Bug #21870
openRegexp: Warnings when using slightly overlapping \p{...} classes
Description
$VERBOSE = true
# warning: character class has duplicated range: /[\p{Word}\p{S}]/
regex = /[\p{Word}\p{S}]/
As far as I can tell this is a perfectly valid and non-redundant set of unicode properties, but I am still being spammed with warnings. Using /(?:\p{Word}|\p{S})/ is kind of a workaround, but it is slower (see benchmarks below), and also less clear.
They do overlap somewhat, but I think the deeper issue is there is not a convenient way to express this without falling back to raw unicode ranges.
For a similar example, consider /[\p{Word}\p{Cf}]/, which overlap precisely on ZWJ and ZWNJ. Even with this very small overlap, Ruby issues a warning, despite neither class being removable without changing the meaning of the regexp.
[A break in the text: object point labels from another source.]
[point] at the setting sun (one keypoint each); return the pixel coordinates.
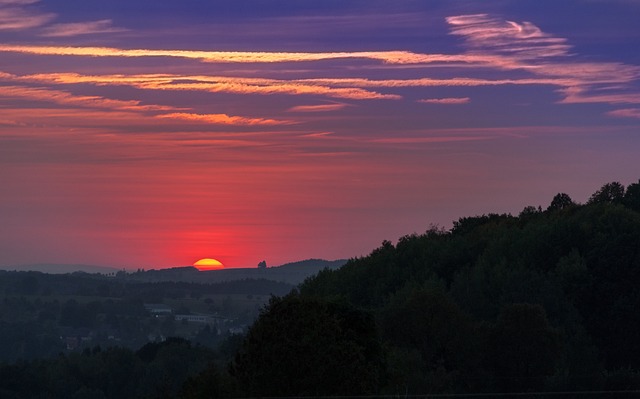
(208, 264)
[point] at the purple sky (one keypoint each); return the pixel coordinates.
(151, 134)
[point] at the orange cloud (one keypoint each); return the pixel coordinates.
(63, 97)
(456, 100)
(318, 108)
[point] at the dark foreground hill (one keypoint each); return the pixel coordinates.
(546, 301)
(290, 273)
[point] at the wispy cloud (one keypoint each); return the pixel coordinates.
(449, 100)
(520, 39)
(81, 28)
(224, 119)
(318, 108)
(390, 57)
(15, 16)
(66, 98)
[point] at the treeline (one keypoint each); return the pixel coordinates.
(546, 300)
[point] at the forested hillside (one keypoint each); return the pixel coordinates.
(545, 301)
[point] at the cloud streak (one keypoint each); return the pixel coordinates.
(224, 119)
(450, 100)
(81, 28)
(13, 16)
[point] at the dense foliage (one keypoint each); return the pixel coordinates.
(547, 300)
(544, 301)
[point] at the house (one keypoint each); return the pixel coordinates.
(157, 308)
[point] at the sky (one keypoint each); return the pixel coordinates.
(150, 134)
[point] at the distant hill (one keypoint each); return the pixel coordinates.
(55, 268)
(291, 273)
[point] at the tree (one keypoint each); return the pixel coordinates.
(523, 348)
(609, 193)
(632, 197)
(308, 347)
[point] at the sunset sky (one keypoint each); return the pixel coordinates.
(147, 133)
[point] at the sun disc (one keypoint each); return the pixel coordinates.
(208, 264)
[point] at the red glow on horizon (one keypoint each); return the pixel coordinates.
(208, 264)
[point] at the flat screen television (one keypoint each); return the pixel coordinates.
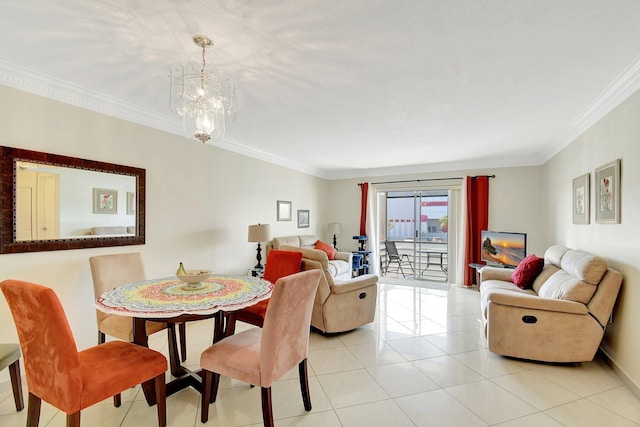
(503, 248)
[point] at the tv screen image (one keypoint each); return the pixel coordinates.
(499, 247)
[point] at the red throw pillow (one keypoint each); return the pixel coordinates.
(330, 250)
(527, 271)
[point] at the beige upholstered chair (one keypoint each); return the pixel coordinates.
(64, 377)
(111, 271)
(10, 357)
(340, 305)
(260, 356)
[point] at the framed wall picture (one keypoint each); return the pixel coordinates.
(131, 203)
(581, 201)
(105, 201)
(284, 211)
(607, 193)
(303, 219)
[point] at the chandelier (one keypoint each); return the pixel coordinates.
(204, 98)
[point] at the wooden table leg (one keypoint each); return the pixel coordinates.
(140, 338)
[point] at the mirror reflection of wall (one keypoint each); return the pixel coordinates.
(55, 202)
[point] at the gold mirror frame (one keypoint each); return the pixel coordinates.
(8, 241)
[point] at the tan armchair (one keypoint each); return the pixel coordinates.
(563, 317)
(339, 305)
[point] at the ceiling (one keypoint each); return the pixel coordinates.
(345, 88)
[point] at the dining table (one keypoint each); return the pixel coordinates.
(173, 301)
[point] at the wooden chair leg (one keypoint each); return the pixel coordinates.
(16, 384)
(33, 410)
(231, 325)
(214, 387)
(304, 384)
(267, 410)
(161, 400)
(182, 329)
(73, 420)
(206, 395)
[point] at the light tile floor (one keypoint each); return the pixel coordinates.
(423, 362)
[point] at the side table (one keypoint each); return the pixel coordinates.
(361, 262)
(477, 267)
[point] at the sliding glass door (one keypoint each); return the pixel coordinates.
(416, 225)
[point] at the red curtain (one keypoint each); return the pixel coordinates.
(477, 220)
(364, 189)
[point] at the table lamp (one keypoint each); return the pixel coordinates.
(259, 233)
(334, 228)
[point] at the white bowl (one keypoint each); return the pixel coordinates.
(194, 276)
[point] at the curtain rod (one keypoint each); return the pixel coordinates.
(426, 180)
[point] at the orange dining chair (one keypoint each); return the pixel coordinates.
(279, 264)
(261, 356)
(66, 378)
(10, 357)
(111, 271)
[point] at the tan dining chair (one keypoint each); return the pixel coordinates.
(260, 356)
(111, 271)
(10, 358)
(279, 264)
(64, 377)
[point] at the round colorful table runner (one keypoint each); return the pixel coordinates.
(169, 297)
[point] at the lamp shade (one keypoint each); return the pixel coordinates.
(259, 233)
(334, 228)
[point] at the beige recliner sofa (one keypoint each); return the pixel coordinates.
(339, 305)
(339, 268)
(562, 319)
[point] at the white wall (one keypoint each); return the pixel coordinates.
(616, 136)
(200, 202)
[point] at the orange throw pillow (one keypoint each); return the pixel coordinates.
(330, 250)
(526, 272)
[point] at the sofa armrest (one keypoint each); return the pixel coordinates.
(342, 286)
(344, 256)
(309, 253)
(534, 302)
(495, 273)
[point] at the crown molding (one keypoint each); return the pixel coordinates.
(39, 84)
(620, 89)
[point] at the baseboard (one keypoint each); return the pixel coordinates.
(620, 373)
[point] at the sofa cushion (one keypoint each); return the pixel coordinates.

The regexp is valid and as far as I can tell has no practical issues - Onigmo seems to be capable of intersecting overlapping codepoint ranges.
This warning was introduced back in 2009 with #1831, to help surface instances of things like /[:lower:]/ instead of /[[:lower:]]/, but even then the reporter suggested only warning if the class both begins and ends with :.
Is it appropriate to warn here? Is this a job best left to a static linter like Rubocop, which didn't exist at the time #1831 was opened? Or perhaps would it be better to warn only in the very specific case that #1831 was opened to address?